Милявский и Вера поравнялись с ребятами и замолчали, Милявский кашлянул и произнес с улыбкой:
— Дышите?
— Дышим, — ответил Иван.
— А между прочим, на сегодняшнем собрании я напоминал о распорядке. Пора и на покой, завтра ведь рано на работу,
— А вы, между прочим, подлец, Милявский, — зло сказал Иван и встал.
— Ты что? — удивился Эдик.
— А ничего. Пошли.
Глава четвертая
ЭДИК
Эдик лежал, смотрел в потолок комнаты и думал. Думал о том, как не просто разобраться в мыслях и поступках людей. Вот хотя бы этот выпад Ивана против Милявского. Ничего как будто не предвещало вспышки, отношение к Вере было совершенно точно определено после случая с Сергеем. И все-таки... Все-таки Иван бросил вызов Милявскому, который решил поволочиться за Верой.
Эдику нравился Иван, и даже сегодняшний его поступок Эдик не осуждал. Наоборот, это было близко к тому, что думал и чувствовал он, но сказать об этом в глаза Милявскому он бы никогда не решился. Во-первых, это был преподаватель, кандидат наук и, очевидно, уважаемый человек в институте, во-вторых, он был вдвое старше каждого из них, а старшему Эдик привык не возражать.
Он вырос в большой семье паровозного машиниста, где каждая копейка и каждый кусок хлеба строго учитывались, а детям никогда не разрешалось высказывать недовольство поступками взрослых.
Однажды отец привез из очередной поездки в своем сундучке кулек леденцов. Случилось так, что в тот день у них играли и соседские дети — отец роздал малышам по конфетке, а Эдик, который был постарше, остался без угощения.

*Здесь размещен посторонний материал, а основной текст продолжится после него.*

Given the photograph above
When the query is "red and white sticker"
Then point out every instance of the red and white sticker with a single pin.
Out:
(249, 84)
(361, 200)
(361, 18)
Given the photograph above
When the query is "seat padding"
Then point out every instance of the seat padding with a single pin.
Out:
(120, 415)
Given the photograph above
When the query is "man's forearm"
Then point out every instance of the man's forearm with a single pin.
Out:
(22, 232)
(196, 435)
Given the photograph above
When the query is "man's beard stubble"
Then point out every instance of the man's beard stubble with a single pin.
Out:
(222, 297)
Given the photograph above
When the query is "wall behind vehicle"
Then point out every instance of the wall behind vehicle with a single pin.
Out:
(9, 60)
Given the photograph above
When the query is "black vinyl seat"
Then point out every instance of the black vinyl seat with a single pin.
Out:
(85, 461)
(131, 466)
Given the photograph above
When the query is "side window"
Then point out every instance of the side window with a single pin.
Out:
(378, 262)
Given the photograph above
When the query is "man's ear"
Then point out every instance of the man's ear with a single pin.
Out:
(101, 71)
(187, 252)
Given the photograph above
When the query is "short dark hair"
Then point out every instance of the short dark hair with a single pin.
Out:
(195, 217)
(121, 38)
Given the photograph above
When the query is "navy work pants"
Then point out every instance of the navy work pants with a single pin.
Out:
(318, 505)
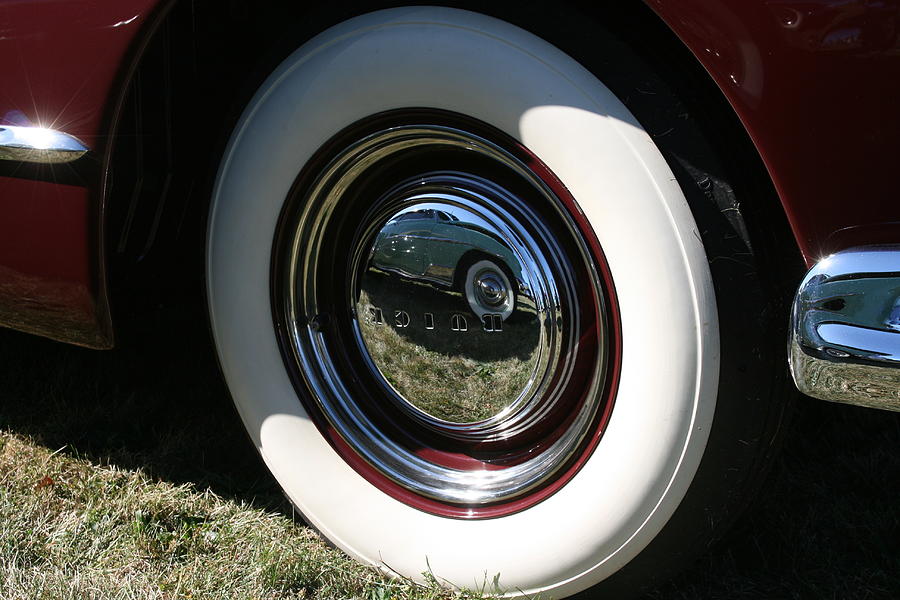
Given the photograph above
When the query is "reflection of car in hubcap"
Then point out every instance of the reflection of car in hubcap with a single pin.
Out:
(418, 351)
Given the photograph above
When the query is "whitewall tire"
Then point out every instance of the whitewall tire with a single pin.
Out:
(464, 63)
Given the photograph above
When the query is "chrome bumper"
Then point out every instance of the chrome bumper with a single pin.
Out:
(845, 328)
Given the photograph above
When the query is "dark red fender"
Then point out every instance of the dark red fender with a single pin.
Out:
(817, 85)
(63, 65)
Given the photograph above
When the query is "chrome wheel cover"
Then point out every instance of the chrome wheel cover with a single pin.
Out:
(431, 288)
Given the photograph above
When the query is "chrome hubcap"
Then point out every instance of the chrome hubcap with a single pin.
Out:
(431, 315)
(436, 314)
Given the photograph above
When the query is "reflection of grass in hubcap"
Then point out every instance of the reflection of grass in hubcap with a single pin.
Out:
(432, 369)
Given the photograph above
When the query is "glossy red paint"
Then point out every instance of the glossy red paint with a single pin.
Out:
(63, 64)
(816, 83)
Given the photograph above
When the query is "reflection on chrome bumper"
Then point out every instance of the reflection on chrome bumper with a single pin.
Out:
(845, 328)
(39, 145)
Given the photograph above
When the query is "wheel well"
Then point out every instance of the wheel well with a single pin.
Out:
(205, 61)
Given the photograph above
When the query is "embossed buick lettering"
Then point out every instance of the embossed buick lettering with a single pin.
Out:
(491, 322)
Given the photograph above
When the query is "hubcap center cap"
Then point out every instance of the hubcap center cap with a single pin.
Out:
(491, 289)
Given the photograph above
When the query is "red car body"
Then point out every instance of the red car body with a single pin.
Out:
(816, 84)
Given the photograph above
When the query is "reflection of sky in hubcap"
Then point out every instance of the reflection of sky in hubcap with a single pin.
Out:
(452, 359)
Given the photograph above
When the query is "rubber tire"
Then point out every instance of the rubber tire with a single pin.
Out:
(464, 62)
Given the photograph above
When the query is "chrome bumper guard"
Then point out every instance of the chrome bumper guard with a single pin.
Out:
(845, 328)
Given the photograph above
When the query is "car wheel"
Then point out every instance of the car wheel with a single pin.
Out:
(548, 453)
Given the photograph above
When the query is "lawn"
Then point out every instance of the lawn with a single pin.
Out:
(126, 474)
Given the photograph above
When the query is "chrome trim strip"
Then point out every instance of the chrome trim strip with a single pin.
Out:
(845, 328)
(39, 145)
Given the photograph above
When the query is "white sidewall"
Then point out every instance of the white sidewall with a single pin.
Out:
(495, 72)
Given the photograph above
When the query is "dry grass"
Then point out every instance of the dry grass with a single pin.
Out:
(157, 493)
(73, 529)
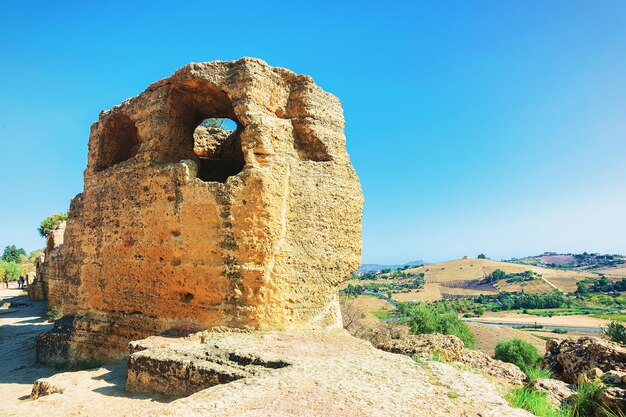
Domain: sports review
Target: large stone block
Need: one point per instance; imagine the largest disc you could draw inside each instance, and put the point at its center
(180, 229)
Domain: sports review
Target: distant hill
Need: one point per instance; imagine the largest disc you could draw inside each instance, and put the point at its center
(379, 267)
(578, 261)
(466, 278)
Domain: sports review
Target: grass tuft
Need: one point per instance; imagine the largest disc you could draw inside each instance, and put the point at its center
(534, 402)
(539, 373)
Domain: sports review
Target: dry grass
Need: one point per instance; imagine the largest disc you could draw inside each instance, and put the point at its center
(487, 337)
(477, 269)
(613, 273)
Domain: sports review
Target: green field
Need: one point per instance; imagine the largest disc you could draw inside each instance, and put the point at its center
(617, 317)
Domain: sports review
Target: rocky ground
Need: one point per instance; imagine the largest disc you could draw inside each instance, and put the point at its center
(328, 373)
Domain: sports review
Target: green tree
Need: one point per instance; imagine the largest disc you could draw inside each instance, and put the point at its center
(10, 272)
(13, 254)
(518, 352)
(426, 321)
(496, 275)
(615, 331)
(49, 223)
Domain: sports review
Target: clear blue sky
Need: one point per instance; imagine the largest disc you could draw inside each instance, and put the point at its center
(475, 126)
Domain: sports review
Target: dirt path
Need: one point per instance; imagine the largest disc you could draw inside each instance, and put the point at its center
(21, 319)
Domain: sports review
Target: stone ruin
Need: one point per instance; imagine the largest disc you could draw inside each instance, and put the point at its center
(183, 227)
(38, 290)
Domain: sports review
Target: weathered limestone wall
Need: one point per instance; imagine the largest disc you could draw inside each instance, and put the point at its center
(164, 240)
(38, 285)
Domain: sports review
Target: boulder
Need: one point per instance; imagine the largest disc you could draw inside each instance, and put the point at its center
(450, 348)
(571, 359)
(613, 377)
(423, 346)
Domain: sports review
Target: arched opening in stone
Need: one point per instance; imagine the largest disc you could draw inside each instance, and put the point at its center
(118, 141)
(203, 127)
(217, 144)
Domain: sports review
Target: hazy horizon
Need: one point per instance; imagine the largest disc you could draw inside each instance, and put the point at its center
(482, 127)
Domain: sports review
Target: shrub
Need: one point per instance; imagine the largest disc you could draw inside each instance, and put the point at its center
(518, 352)
(615, 331)
(425, 321)
(9, 271)
(539, 373)
(49, 223)
(13, 254)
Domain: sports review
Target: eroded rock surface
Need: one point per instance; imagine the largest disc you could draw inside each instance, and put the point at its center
(330, 373)
(571, 359)
(450, 348)
(38, 286)
(178, 230)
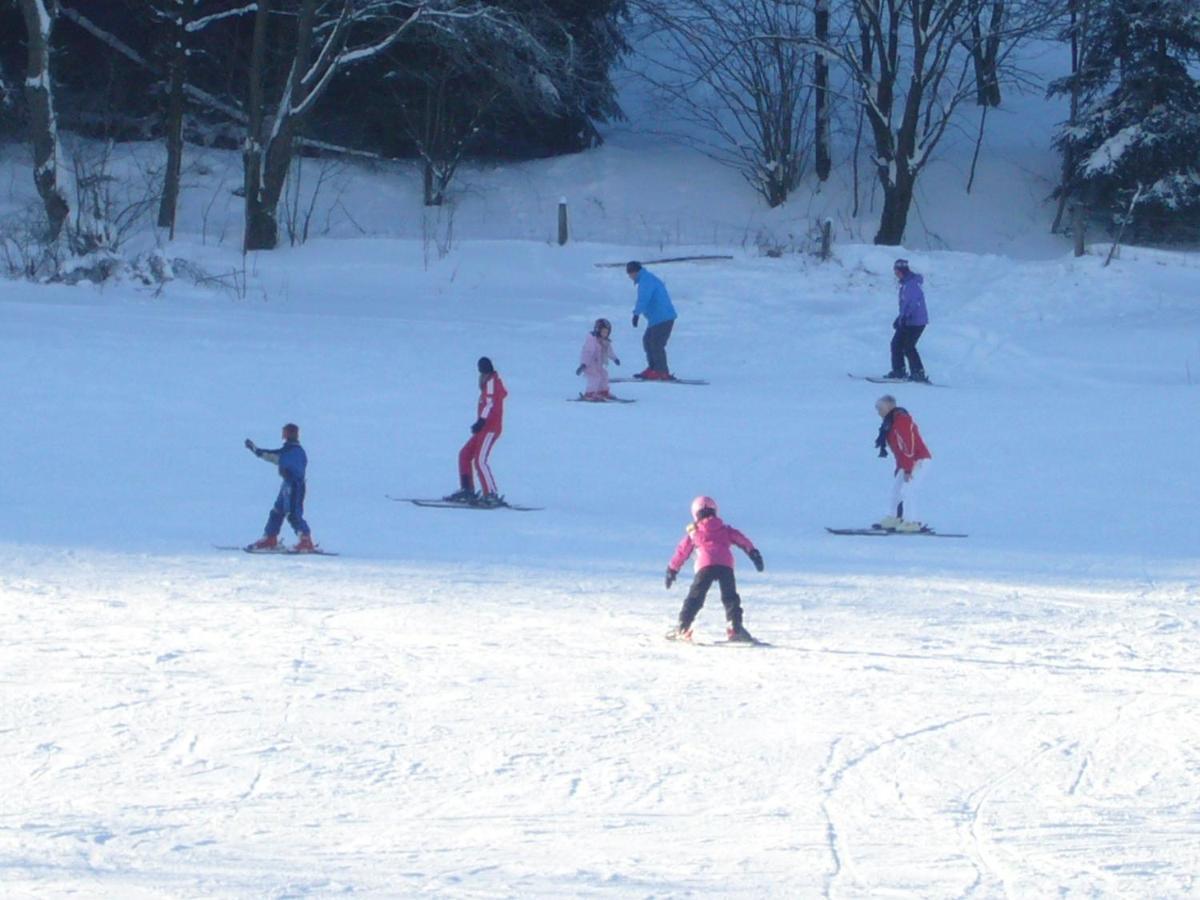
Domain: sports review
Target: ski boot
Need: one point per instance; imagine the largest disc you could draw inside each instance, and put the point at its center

Эдик обиделся и вслух высказал эту обиду. Отец поставил обиженного в угол. Это было самым серьезным наказанием.
— Они малолетки, им и конфетки, — говорил отец. — А тебе, мальцу, конфетка не к лицу.

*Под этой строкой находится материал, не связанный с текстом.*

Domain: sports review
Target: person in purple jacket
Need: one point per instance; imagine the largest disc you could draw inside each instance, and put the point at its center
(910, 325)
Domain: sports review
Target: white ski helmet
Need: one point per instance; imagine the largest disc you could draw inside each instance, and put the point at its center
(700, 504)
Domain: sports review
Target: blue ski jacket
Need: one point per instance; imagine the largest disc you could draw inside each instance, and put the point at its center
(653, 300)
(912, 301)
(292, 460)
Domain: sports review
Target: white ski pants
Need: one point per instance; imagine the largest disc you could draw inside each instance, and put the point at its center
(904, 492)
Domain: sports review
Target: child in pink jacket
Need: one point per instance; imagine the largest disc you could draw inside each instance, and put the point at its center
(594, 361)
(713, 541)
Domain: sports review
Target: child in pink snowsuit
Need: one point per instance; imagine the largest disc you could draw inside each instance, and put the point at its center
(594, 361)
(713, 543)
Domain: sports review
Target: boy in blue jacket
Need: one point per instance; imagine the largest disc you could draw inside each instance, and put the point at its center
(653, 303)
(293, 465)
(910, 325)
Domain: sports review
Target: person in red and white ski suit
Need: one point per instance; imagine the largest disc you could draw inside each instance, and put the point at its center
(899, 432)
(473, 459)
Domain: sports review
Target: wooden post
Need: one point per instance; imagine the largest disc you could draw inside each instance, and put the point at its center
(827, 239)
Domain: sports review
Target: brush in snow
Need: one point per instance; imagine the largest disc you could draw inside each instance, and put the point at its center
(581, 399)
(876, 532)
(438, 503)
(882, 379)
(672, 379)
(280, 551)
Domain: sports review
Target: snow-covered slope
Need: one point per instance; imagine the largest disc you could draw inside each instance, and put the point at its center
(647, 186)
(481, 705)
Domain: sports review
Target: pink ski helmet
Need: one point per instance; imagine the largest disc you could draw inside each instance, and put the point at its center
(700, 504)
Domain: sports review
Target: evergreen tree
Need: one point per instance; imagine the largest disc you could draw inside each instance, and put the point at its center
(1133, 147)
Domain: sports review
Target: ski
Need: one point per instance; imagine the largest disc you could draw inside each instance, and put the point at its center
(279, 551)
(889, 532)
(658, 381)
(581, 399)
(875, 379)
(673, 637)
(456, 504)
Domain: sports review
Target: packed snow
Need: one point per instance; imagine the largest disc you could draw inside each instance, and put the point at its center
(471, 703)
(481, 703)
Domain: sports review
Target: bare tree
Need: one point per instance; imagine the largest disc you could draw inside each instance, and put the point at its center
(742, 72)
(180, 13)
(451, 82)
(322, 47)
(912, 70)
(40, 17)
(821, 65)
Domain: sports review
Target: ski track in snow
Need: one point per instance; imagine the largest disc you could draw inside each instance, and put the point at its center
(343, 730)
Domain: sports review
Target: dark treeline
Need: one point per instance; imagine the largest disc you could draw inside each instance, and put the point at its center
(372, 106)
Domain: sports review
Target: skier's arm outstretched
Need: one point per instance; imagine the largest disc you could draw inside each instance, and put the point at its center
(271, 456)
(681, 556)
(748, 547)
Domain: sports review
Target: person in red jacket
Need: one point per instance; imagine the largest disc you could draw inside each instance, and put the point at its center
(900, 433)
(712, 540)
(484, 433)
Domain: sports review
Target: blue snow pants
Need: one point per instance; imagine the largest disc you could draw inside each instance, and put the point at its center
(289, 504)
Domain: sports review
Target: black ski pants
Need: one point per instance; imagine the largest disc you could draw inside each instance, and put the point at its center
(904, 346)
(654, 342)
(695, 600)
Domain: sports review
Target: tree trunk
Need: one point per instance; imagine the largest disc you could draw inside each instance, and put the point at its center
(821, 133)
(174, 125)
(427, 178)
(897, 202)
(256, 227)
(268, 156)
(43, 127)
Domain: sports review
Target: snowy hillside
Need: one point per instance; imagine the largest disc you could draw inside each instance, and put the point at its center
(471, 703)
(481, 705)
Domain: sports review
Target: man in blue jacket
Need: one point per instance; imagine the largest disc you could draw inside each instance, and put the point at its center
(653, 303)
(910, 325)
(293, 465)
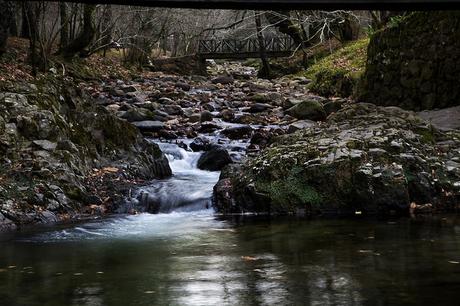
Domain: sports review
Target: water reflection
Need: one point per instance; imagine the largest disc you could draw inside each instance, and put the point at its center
(193, 259)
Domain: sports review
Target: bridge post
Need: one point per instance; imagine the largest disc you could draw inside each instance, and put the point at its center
(201, 65)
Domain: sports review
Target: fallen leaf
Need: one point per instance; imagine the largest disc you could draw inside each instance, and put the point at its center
(110, 169)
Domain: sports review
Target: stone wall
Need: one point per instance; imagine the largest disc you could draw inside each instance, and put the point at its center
(415, 62)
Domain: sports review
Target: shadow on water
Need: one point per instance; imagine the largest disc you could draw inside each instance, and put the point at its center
(192, 257)
(195, 259)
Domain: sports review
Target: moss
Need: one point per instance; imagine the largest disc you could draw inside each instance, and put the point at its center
(291, 192)
(427, 135)
(338, 74)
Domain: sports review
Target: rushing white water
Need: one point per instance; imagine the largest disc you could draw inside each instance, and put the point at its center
(189, 188)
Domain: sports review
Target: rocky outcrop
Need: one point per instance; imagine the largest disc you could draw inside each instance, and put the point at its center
(364, 158)
(415, 63)
(57, 146)
(215, 159)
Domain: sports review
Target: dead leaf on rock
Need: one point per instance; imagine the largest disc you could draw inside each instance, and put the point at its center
(110, 169)
(248, 258)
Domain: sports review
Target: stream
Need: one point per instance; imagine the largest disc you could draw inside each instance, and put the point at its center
(186, 255)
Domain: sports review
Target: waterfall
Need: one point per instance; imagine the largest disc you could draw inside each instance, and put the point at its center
(188, 189)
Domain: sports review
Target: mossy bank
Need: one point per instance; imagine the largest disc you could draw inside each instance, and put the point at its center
(57, 148)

Говорить в рифму было слабостью отца. Это иногда раздражало, а иногда умиляло Эдика. В школе он познакомился со стихами больших поэтов, и попытки отца рифмовать выглядели в его глазах жалкими. Но иногда такая манера разговаривать приносила в дом хорошее настроение, а это было дороже хлеба.

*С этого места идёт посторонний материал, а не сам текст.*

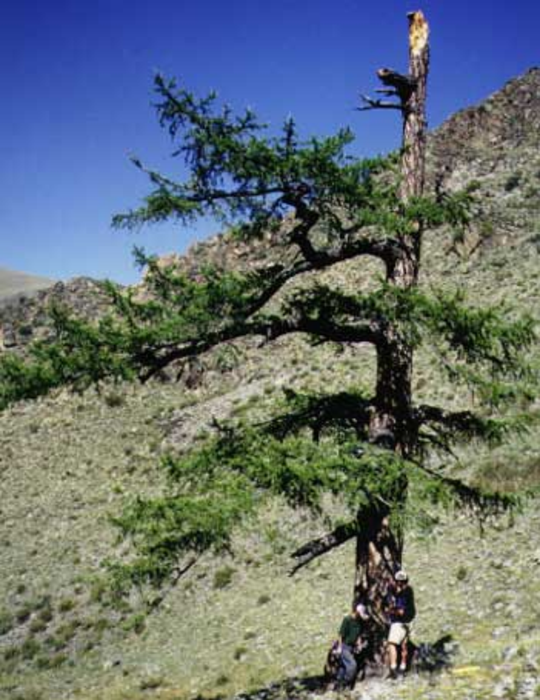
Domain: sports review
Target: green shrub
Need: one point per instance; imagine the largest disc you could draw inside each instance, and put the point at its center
(23, 613)
(37, 625)
(6, 622)
(512, 181)
(114, 399)
(239, 652)
(223, 577)
(66, 604)
(135, 623)
(30, 648)
(462, 573)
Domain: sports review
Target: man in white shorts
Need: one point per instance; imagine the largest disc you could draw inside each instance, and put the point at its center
(401, 611)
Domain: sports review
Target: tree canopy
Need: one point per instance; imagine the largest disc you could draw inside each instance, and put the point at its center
(366, 449)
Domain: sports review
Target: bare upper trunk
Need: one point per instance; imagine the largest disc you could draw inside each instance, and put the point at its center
(379, 550)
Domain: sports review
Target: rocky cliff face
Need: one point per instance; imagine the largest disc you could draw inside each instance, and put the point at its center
(24, 318)
(494, 145)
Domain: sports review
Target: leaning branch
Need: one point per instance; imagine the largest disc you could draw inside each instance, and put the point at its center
(271, 329)
(316, 548)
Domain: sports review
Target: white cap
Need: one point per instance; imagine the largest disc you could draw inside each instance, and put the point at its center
(362, 611)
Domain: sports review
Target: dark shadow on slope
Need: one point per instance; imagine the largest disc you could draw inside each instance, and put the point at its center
(427, 658)
(432, 657)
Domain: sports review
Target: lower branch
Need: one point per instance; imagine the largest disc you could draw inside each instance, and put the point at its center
(315, 548)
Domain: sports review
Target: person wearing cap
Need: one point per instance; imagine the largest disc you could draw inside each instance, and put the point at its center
(401, 611)
(350, 643)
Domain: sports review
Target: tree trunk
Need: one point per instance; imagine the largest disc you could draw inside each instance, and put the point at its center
(378, 549)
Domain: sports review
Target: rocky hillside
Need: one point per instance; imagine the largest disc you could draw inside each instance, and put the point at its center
(18, 283)
(240, 625)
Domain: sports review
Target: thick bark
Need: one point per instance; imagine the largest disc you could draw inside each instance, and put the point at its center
(379, 550)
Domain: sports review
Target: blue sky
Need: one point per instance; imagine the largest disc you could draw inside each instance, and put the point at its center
(76, 91)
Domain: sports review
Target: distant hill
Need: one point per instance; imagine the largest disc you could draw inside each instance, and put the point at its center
(14, 283)
(240, 624)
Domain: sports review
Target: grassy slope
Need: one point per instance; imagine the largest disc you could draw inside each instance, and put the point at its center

На детство Эдика выпали трудные годы неурожаев и засух, когда в стране были введены продовольственные карточки.
Однако хлеба не хватало и по карточкам, и люди, чтобы получить гарантированную пайку, занимали очередь в магазин с самого вечера.
Эдик хорошо помнит одну из таких ночей. Отец в это время был в поездке. Мать с вечера снарядила Эдика в очередь, чтобы ему было не холодно, дала отцовскую телогрейку, пропахшую мазутом.
Эдик занял очередь за старухой и долго стоял, прислонившись к стене магазина, боясь отлучиться, чтобы очередь его не пропала. Поздним вечером прибежала мать, дала ему холодную отварную картофелину и сказала, что у одного из малышей жар и она боится оставить его одного и что ему, Эдику, придется стоять в очереди всю ночь. Мать уговаривала, чтобы он не боялся, что он будет не один, почти вся очередь будет ночевать и даже его старушка, за которой он стоял, будет всю ночь рядом.
Делать было нечего, Эдик согласился. Он нашел местечко на старом ящике, уселся и накрылся отцовской телогрейкой. В ней было хорошо и уютно, потому что пахло паровозом, пахло отцом, а отец — это всегда спокойствие и уверенность, потому что он знал, что надо делать, чтобы всем дома было хорошо.